June 11 — Some college-bound high schoolers may not have to worry about waking up early on a Saturday morning to take the SAT, as a growing number of universities moves to cut standardized test scores from application requirements.
As of fall 2009, Smith College and Wake Forest University will no longer require prospective students to submit SAT or ACT scores, joining an expanding list of liberal arts colleges that do not accept the test scores or leave them as optional. However, experts say large universities are unlikely to follow the lead of these schools.
Audrey Smith, dean of enrollment at Smith College, said she is “much more comfortable looking at long-term trends . . . than the results of [a student's] work on one particular Saturday morning” when evaluating applicants.
Smith College has an “intensive process” for assessing applicants, in which faculty members are “professionally trained” to research applications and look carefully into school profiles, Smith said. The school encourages potential students to submit any work, essays, recommendations and art work if they feel it will “enhance their application.”
“This process does not allow for formulaic approaches, so standardized tests started to be treated with skepticism,” Smith said. “By making the SAT/ACT scores optional parts of the application, the school hopes to lend itself to a wider pool of applicants.”
Smith College’s admissions process is extensive and time consuming, and would be a difficult undertaking for large universities whose incoming classes are larger than Smith’s — of roughly 640 students, she said.
However, BU spokesman Colin Riley said despite the size of BU’s classes, hovering around 4,000 students, the university’s process for reviewing applicants is individualized, and each application receives thorough attention.
“The people reviewing have years of expertise and they dig deep into the information to make assessments based on experience with the high school of the applicant,” Riley said.
Test scores are important components of an application, he said, but added that applicant reviewers give more consideration to a student’s essays, transcripts and other information than to test results.
“There are five basic components of an application: the student’s transcript, which is the most important part of the application, the student’s activities and course load, the student’s essay, teacher recommendations and lastly the student’s standardized test scores,” Riley said. “The test scores are valued because they provide additional information, but they are mostly meant to the support the rest of the application which is weighted much more heavily.”

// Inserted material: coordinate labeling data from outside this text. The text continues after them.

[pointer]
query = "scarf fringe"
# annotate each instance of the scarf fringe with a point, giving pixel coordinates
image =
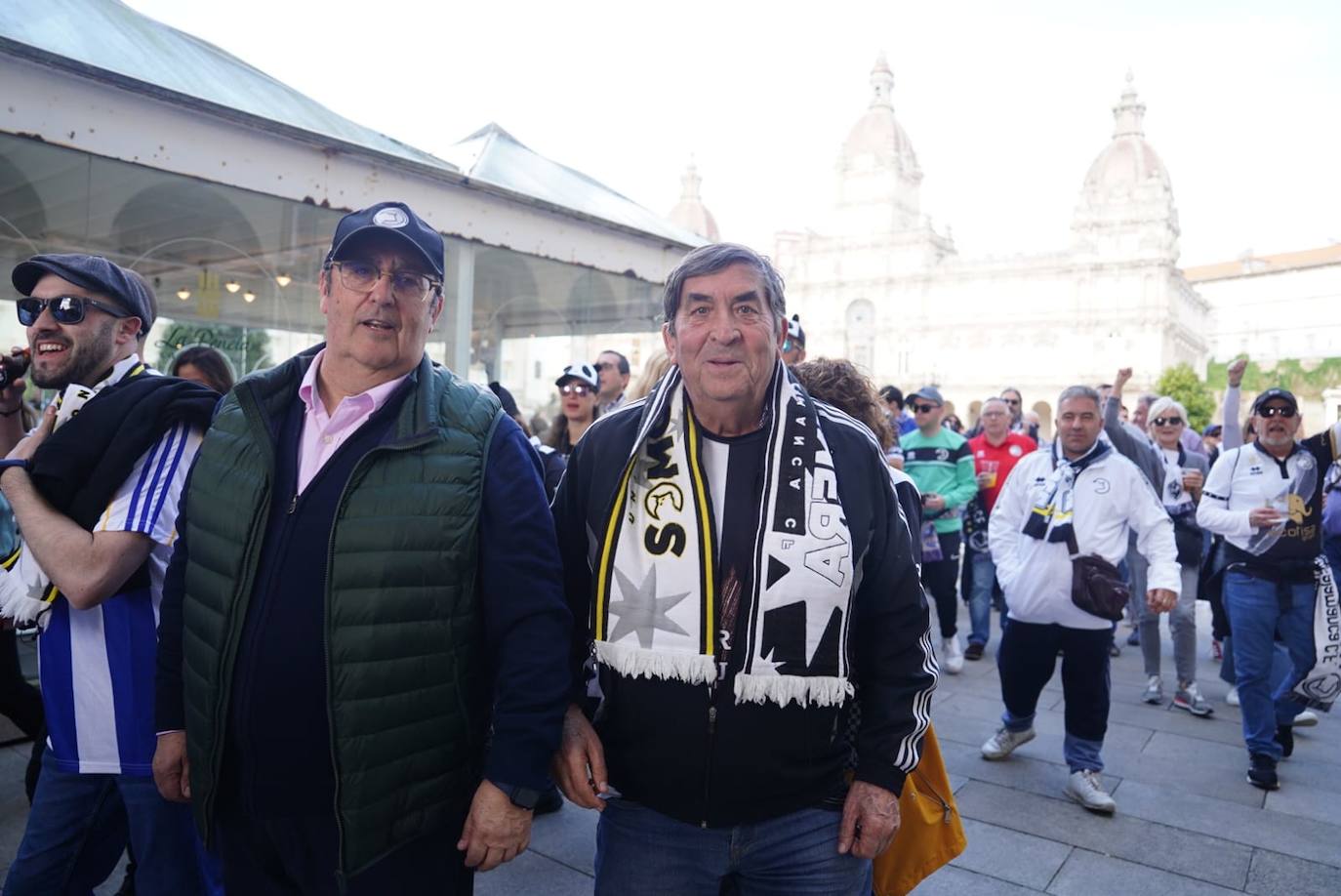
(15, 602)
(638, 663)
(825, 691)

Though faced with a growing number of small colleges and universities dropping standardized testing requirements, ACT spokesman Ed Colby said the company does not expect many large colleges to follow suit.
“There have been a number of smaller schools that have become test optional, and we respect their decision to conduct their admissions processes the way that is best for them, but I don’t think that we will see this as a national trend because for larger schools standardized tests provide what the colleges can’t get anywhere else: standardized measures that compare students from different states, cities and schools on equal basis,” Colby said.
Because the University of Massachusetts-Boston is a public university, the state Department of Education requires the school to include standardized test scores in its application process, Lisa Johnson, UMass-Boston associate vice chancellor of university enrollment, said.
SAT and ACT scores are more often used to “compensate for a poor GPA,” Johnson said. However, even then, the university has a “special admit program” for students who performed poorly on a standardized test, but have a GPA above 2.8.
“The SAT of today is not what it was 10 years ago,” Johnson said. “The new essay — first administered in 2006 — gives colleges insight into students’ writing skills and other changes showcase additional skills that colleges are more interested in seeing.”
“I think the bottom line is that we all understand the value of an education and we want to help anyone who wants [an education] to get one,” Johnson said.